As he speaks, I strain to hear over the shelling. Relentless, less than a mile away. New for me but daily – 2,300 straight days daily – for him and the 180 or so beautiful bright smiling preschoolers romping around us. Knowing the question on my face, Pastor Ma’an Bitar looks at the children and says, “They sleep hearing voices and they wake hearing voices.”

“Only our city remained,” he speaks with deep pride. Mhardeh, his rural town of 23,000, all Christian, three hours north of Damascus is the only town or village where all chose – choose – not to flee. Stubborn defiance. The photos of the martyrs, those young and old killed by the crisis, memorially ensconced on his Presbyterian church walls. A growing roll call of saints. “And we are still living.” His words bring chills.

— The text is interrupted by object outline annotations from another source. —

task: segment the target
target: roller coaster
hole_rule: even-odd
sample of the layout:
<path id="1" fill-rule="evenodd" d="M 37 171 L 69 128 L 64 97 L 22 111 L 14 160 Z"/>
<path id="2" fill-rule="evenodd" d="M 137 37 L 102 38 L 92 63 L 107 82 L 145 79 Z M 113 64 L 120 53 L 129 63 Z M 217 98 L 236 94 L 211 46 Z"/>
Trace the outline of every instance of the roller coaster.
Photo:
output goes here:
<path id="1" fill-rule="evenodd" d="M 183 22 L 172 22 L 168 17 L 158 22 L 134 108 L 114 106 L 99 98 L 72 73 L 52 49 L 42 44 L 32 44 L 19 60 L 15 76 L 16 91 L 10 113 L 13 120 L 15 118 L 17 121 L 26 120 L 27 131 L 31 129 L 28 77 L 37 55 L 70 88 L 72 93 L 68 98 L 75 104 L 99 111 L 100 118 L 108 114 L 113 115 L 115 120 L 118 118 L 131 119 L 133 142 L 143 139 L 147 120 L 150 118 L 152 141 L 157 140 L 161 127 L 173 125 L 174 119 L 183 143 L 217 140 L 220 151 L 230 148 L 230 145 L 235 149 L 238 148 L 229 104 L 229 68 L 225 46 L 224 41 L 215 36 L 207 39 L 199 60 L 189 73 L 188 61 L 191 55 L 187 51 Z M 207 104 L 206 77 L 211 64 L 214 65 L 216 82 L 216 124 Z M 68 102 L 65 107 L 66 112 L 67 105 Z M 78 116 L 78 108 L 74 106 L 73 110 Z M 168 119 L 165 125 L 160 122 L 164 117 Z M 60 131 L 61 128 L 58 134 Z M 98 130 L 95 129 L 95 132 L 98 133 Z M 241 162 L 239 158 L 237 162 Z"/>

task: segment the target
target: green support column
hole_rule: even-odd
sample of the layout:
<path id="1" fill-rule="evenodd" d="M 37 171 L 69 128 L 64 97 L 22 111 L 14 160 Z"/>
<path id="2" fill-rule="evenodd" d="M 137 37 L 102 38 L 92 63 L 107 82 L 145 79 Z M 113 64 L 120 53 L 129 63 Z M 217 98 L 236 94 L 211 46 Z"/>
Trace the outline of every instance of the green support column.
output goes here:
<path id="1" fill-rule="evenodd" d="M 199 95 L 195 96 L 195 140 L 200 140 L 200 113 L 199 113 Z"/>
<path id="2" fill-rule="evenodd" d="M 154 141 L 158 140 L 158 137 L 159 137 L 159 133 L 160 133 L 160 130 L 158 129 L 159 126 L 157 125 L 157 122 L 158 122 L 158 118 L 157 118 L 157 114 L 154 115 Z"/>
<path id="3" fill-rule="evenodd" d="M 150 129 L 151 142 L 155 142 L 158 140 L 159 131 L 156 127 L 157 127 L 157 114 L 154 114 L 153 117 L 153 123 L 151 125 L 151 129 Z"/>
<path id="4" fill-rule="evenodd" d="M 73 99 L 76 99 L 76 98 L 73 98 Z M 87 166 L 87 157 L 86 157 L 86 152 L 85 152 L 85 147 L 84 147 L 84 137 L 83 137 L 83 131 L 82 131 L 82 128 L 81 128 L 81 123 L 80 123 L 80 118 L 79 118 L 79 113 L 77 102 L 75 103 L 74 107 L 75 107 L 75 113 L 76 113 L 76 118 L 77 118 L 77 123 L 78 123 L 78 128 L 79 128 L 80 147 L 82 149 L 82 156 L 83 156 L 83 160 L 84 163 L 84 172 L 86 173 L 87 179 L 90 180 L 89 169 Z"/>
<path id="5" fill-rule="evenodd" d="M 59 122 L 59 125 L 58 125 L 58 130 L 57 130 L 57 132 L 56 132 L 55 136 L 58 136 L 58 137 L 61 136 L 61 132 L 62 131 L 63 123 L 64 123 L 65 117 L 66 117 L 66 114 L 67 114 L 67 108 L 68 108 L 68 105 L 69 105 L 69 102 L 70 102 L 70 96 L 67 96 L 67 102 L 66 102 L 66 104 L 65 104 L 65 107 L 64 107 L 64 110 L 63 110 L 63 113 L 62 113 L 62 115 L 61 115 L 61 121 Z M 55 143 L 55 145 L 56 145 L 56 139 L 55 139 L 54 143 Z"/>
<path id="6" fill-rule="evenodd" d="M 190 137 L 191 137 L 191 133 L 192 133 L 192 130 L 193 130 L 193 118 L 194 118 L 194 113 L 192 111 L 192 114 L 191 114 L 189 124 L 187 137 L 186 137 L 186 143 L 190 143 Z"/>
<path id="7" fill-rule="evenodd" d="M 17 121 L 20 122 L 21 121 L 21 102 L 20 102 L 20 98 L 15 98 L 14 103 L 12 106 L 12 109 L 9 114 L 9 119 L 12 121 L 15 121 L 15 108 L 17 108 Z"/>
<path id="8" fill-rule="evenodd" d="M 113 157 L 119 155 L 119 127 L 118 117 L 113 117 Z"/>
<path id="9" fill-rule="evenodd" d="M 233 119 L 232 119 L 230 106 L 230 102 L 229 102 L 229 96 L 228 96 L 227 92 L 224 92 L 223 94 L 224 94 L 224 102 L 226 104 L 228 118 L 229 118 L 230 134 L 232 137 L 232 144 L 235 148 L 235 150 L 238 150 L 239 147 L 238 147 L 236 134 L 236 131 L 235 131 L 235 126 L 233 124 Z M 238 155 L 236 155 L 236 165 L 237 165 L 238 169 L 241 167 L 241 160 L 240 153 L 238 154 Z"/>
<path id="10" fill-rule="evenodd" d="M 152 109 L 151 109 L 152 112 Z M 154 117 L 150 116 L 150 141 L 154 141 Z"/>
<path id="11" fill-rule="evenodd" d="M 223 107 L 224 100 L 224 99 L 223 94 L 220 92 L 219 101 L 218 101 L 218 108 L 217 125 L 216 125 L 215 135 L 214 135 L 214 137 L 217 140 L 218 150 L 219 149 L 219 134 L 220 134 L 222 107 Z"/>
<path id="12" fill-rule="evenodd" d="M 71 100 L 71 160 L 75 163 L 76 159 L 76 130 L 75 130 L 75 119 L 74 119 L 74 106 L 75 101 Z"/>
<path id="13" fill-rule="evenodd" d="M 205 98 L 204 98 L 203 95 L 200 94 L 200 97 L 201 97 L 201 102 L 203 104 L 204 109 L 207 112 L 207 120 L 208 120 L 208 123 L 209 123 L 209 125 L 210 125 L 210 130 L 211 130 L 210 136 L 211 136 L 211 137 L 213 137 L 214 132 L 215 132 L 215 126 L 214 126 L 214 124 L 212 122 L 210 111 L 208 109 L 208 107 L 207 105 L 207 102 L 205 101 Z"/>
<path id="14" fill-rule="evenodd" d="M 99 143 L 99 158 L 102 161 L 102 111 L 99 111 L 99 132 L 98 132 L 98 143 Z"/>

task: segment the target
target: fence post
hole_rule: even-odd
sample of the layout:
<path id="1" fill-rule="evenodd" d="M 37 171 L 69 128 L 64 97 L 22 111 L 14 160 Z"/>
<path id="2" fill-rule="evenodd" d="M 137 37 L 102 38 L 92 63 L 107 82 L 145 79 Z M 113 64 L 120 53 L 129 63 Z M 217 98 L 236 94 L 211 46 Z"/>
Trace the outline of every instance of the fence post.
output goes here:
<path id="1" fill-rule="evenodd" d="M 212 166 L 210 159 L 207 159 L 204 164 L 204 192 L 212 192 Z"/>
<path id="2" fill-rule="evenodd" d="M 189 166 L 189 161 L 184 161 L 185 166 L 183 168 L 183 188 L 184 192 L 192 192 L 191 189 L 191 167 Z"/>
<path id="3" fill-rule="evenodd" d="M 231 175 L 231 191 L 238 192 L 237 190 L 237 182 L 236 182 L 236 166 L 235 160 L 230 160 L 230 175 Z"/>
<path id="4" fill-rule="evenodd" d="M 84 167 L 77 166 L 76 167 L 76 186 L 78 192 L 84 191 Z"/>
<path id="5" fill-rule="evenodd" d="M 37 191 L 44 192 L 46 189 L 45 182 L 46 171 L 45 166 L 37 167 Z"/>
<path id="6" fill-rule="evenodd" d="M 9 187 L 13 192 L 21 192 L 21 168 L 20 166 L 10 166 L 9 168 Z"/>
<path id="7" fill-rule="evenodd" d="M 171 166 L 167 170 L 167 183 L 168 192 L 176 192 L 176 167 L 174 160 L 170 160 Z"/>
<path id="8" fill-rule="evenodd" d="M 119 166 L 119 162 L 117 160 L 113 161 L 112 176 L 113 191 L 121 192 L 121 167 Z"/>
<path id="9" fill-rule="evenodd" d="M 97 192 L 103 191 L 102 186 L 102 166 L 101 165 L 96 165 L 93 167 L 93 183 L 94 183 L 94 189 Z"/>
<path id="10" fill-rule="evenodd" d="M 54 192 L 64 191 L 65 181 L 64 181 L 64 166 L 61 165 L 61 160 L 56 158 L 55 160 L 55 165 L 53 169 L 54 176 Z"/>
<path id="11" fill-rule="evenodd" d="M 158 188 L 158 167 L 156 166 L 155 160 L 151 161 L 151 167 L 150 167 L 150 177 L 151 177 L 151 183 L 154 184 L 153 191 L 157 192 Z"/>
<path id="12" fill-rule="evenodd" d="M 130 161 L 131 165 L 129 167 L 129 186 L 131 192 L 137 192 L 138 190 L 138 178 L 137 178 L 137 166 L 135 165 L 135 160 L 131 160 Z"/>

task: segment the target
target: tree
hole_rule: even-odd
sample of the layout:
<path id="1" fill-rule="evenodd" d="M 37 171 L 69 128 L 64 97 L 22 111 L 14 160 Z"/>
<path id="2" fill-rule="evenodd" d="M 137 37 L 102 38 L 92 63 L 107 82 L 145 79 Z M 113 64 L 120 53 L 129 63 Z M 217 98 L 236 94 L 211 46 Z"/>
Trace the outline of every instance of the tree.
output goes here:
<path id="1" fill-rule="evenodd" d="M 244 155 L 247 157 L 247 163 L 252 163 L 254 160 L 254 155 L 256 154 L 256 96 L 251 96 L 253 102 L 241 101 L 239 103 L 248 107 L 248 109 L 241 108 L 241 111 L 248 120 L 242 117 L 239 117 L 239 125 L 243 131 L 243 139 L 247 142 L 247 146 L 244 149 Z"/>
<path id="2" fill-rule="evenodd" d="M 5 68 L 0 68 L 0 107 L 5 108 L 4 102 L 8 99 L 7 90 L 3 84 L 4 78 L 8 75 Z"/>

This idyllic rural village of hard-working good people – Middle America Syria – caught in a ceaseless battle not of their own. Resistant in their stubbornness to abandon what they know and love: The land and each other. “And we are still living.”

Children laughing and skipping. “And we are still living.”

Women siting in the mulberry shade on old plastic chairs, sharing recipes and stories. “And we are still living.”

Men shuffling their feet, spitting in the dirt, celebrating Barcelona’s winning streak. “And we are still living.”

Streets filled at night under street lamps of defiance. The young bashful in their flirting. “And we are still living.”

Christians gathered, praying for peace. “And we are still living.”

Perhaps the greatest protest to death and proclamation of life is simply to say, “And we are still living.”